Doreen’s call proved a godsend.

‘Life’s closing in on me, Sparkle.’ Jason used his sister’s chosen name to spell out his allegiance. ‘Bill has pulled me into a relationship, but I’ve got nowhere else to go.’

Doreen swallowed. Now she understood why Susan had never succeeded in scoring. ‘You better come up, so we can talk about it.’

She wondered for a moment whether her brother might be heading along a path leading towards cross-dressing, and an interest in raiding her new wardrobe, but pushed the thought from her mind as ignoble. Bill Grant plainly wanted to lead him astray, and it was her sisterly duty to reclaim him. ‘You can kip up here tonight, and I’ll lend you some money, if you want.’

They met at Paddington Station. Doreen felt a little uneasy as they embraced. Jason seemed to have changed in some subtle way. He was no longer a teenage boy, but he was not a man either. It was as though he had gone off along some path midway between, and in some strange way he seemed almost feminine. She noted the way a couple of men eyed him, as they waited to catch a tube, and it was almost as though the men were lusting after him.

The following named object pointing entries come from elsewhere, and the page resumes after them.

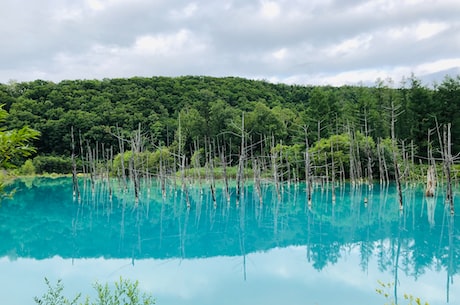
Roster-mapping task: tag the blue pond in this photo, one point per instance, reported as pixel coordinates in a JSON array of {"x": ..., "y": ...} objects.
[{"x": 278, "y": 249}]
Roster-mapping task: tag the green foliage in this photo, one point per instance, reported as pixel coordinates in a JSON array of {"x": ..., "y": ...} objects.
[
  {"x": 124, "y": 292},
  {"x": 185, "y": 110},
  {"x": 147, "y": 160},
  {"x": 28, "y": 168},
  {"x": 15, "y": 143},
  {"x": 52, "y": 164},
  {"x": 338, "y": 147},
  {"x": 385, "y": 290},
  {"x": 54, "y": 295}
]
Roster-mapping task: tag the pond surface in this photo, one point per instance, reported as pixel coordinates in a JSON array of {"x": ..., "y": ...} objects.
[{"x": 277, "y": 249}]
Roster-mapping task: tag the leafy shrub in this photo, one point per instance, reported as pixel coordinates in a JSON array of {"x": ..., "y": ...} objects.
[
  {"x": 124, "y": 292},
  {"x": 385, "y": 291},
  {"x": 28, "y": 168},
  {"x": 52, "y": 164}
]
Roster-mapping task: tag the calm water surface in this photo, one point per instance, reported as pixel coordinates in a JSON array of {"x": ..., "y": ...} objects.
[{"x": 272, "y": 250}]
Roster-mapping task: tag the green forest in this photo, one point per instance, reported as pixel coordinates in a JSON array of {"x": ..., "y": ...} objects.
[{"x": 197, "y": 116}]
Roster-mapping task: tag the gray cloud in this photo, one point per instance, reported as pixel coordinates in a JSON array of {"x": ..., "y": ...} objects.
[{"x": 314, "y": 42}]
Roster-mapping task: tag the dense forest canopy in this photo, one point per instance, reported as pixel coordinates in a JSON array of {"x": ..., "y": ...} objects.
[{"x": 187, "y": 110}]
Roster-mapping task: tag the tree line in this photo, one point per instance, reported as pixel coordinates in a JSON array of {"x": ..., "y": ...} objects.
[{"x": 189, "y": 113}]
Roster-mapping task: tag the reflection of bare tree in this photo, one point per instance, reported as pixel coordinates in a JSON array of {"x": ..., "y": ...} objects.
[
  {"x": 430, "y": 208},
  {"x": 451, "y": 254},
  {"x": 242, "y": 235}
]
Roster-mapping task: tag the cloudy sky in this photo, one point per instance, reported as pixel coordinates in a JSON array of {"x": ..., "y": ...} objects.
[{"x": 291, "y": 41}]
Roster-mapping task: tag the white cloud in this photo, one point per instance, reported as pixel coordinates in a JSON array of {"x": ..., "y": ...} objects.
[
  {"x": 426, "y": 30},
  {"x": 270, "y": 9},
  {"x": 350, "y": 46},
  {"x": 293, "y": 40}
]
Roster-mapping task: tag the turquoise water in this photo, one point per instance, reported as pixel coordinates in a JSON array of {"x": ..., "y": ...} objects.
[{"x": 272, "y": 250}]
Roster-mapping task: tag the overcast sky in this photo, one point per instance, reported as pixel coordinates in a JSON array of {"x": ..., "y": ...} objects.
[{"x": 291, "y": 41}]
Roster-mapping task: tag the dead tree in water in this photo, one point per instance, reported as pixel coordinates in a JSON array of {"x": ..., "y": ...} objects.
[
  {"x": 431, "y": 172},
  {"x": 394, "y": 115},
  {"x": 76, "y": 190},
  {"x": 308, "y": 179},
  {"x": 448, "y": 161},
  {"x": 241, "y": 160}
]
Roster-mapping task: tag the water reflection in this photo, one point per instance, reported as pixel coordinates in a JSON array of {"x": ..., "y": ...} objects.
[{"x": 276, "y": 247}]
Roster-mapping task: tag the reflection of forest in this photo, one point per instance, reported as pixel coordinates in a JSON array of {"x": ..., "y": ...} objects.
[{"x": 43, "y": 221}]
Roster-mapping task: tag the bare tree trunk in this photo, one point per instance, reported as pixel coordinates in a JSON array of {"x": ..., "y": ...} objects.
[{"x": 76, "y": 189}]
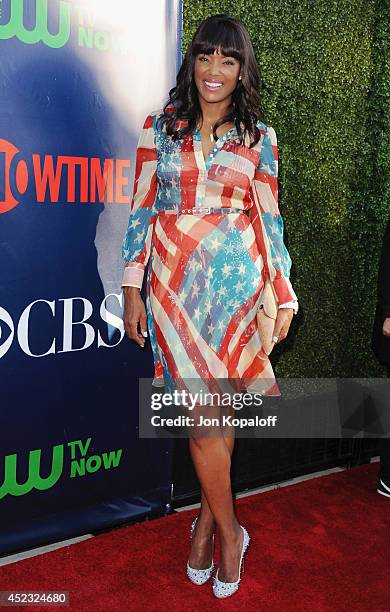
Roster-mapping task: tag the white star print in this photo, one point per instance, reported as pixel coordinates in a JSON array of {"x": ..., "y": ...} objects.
[
  {"x": 134, "y": 223},
  {"x": 226, "y": 269}
]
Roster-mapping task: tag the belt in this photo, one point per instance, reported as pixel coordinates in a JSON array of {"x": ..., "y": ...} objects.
[{"x": 207, "y": 210}]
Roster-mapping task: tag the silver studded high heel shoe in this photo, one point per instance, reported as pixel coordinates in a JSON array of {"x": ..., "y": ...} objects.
[
  {"x": 199, "y": 576},
  {"x": 225, "y": 589}
]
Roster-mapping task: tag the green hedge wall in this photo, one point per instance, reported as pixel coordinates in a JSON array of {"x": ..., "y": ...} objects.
[{"x": 325, "y": 72}]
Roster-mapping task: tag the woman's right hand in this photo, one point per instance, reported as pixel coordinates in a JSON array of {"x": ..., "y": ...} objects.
[
  {"x": 386, "y": 327},
  {"x": 134, "y": 311}
]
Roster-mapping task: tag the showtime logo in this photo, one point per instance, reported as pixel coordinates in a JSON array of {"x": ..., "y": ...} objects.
[
  {"x": 88, "y": 34},
  {"x": 21, "y": 329},
  {"x": 96, "y": 183}
]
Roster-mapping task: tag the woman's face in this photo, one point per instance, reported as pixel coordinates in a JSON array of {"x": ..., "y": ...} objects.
[{"x": 216, "y": 76}]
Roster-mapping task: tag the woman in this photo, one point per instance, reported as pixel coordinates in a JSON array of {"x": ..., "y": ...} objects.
[
  {"x": 381, "y": 348},
  {"x": 202, "y": 161}
]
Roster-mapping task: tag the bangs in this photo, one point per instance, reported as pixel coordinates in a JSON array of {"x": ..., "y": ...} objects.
[{"x": 219, "y": 37}]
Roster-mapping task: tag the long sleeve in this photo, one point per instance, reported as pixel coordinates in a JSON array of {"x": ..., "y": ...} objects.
[
  {"x": 137, "y": 242},
  {"x": 267, "y": 221}
]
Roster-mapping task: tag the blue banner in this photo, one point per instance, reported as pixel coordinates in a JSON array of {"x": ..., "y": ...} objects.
[{"x": 75, "y": 88}]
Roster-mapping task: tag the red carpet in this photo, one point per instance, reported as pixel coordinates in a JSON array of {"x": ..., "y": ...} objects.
[{"x": 321, "y": 545}]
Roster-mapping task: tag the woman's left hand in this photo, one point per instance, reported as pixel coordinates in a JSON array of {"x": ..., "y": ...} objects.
[{"x": 283, "y": 322}]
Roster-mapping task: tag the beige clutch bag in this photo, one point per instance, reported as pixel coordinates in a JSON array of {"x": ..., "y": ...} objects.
[{"x": 266, "y": 316}]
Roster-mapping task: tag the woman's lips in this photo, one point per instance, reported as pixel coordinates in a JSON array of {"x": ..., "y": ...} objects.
[{"x": 212, "y": 86}]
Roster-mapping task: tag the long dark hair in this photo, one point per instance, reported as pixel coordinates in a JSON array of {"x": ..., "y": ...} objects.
[{"x": 231, "y": 36}]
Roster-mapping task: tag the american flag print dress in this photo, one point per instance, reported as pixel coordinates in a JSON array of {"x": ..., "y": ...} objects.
[{"x": 206, "y": 271}]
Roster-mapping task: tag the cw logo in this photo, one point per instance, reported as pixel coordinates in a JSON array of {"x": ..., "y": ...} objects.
[
  {"x": 15, "y": 26},
  {"x": 81, "y": 465},
  {"x": 102, "y": 181}
]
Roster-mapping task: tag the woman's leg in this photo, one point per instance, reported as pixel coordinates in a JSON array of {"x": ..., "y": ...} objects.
[
  {"x": 201, "y": 543},
  {"x": 211, "y": 455}
]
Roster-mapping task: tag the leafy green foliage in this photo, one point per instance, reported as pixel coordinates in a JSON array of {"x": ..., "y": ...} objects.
[{"x": 325, "y": 70}]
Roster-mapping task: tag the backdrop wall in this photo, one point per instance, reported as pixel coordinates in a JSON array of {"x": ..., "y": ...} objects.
[
  {"x": 325, "y": 70},
  {"x": 76, "y": 82}
]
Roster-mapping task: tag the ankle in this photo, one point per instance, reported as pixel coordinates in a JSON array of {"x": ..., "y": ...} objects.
[{"x": 230, "y": 533}]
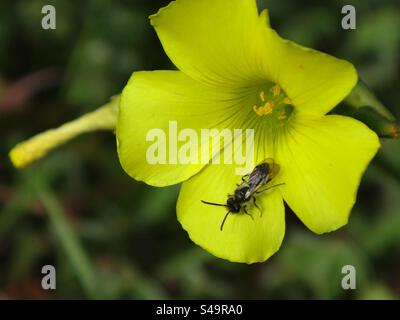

They talked together in low voices on the train as Jason explained his dilemma. ‘He’s got a hold on me, Sparkle.’

‘You think he’s going to be trouble?’

‘I do.’

Doreen took a deep breath. ‘I’ve got some money.’

Jason shook his head. ‘I’ve got some as well, but I don’t think that’s the problem. I’ve got to get away.’

‘Where can you go?’

He stretched his legs and looked down at his feet. ‘I thought of signing up.’

Doreen sat bolt upright. ‘Signing up?’ She echoed his words. ‘Signing up for what?’

‘The army, the RAF. I’m a good mechanic.’

‘The navy?’

Jason grinned. ‘They’d loved to have me, wouldn’t they?’ He leaned back, raising one shoulder, sketching a dandyish gesture. ‘Do you think I’d make a good sailor?’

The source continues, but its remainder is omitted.